Reuvain, too, feels very good about the mitzvah he has done bishelaimus (with perfection), and he smiles to himself as he puts the container of milk in the refrigerator, next to all of the other containers sitting there. Then he rejoins his family who was sitting quietly in the living room the whole time.
This is exactly what Hashem did for us. Chazal Hakedoshim (the Holy Sages) say: “What difference does it make to Hashem whether we slaughter an animal through the throat or though the neck? Verily, the only reason mitzvahs were given is to refine people.” In other words, there is no actual benefit to Hashem from our observance of His mitzvahs. As Iyov said (35:7), “If you are righteous, what do you give to Him? Or what does He receive from your hand?” Hashem needs our mitzvahs much less than Reuvain needs the bottle of milk. Why, then, did He command us to do so many things? Because if He were to just create Man and bestow upon him all of the loving-kindness He wants to give him, Man would have those mixed emotions the beggar has. He would feel he is eating “bread of shame,” unearned graciousness. Therefore, Hashem gave us a “very important job” to do, so that when we are rewarded for our “service” we will feel that we earned it and will totally and thoroughly enjoy the eternal bliss He created us to inherit.

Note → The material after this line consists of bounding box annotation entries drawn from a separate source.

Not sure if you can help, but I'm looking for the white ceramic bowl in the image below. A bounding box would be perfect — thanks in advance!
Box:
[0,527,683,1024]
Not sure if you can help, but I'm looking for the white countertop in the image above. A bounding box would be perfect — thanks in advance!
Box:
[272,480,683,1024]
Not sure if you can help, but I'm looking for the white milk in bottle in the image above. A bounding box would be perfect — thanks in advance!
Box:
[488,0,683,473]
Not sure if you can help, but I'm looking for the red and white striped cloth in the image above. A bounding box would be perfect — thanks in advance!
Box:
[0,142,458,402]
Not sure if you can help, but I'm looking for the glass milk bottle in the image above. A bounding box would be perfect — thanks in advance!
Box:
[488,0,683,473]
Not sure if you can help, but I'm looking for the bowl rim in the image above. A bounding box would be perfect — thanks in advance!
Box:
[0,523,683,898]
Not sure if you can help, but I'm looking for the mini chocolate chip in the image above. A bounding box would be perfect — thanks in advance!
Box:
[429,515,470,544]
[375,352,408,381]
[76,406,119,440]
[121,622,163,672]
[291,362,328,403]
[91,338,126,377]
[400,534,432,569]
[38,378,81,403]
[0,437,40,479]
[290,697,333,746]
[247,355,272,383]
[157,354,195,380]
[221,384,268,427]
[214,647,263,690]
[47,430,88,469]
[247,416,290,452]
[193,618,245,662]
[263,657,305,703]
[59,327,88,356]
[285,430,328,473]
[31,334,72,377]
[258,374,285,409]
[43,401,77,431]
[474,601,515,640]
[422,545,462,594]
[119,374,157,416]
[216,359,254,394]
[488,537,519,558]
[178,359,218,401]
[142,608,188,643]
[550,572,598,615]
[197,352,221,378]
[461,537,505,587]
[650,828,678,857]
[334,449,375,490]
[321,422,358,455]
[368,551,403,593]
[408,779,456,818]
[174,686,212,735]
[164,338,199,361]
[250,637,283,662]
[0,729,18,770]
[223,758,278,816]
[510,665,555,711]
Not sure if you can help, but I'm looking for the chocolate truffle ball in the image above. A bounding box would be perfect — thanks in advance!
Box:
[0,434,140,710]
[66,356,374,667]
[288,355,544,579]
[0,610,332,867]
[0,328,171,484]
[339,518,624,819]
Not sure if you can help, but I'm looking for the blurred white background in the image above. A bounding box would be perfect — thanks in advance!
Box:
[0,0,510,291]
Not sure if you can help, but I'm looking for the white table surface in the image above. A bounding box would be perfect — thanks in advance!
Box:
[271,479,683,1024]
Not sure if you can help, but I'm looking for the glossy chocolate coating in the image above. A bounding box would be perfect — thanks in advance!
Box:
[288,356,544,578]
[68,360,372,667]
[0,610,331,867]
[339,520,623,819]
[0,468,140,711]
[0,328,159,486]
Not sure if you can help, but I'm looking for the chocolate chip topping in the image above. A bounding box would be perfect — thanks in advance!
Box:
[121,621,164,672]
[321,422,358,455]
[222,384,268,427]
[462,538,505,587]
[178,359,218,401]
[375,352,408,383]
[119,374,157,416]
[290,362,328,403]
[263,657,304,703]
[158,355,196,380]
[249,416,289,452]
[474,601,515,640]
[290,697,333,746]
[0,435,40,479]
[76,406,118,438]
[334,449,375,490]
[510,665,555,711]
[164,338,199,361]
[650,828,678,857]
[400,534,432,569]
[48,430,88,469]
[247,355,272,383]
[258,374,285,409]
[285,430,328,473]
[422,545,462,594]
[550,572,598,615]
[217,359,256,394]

Therefore, explained the Rebby, shlita, the dove said to Noach that it prefers even bitter food from the Hand of Hashem than sweet food from the hands of mortal men. Because when Hashem bestows kindness upon His creations, He makes sure that they feel good about it and He does not let them feel indebted to Him while Man does just the opposite.
In many places, though, the Torah commands us to emulate Hashem and walk in His ways. Therefore, we should try our best to help our fellow man while exerting all effort to make him feel that we did nothing at all for him, rather than go into detail about how much we did for him and how hard it was for us and, consequently, how much he owes us in return. The results will be that both he and we will feel very good and we will all be happy in this world and the world-to-come.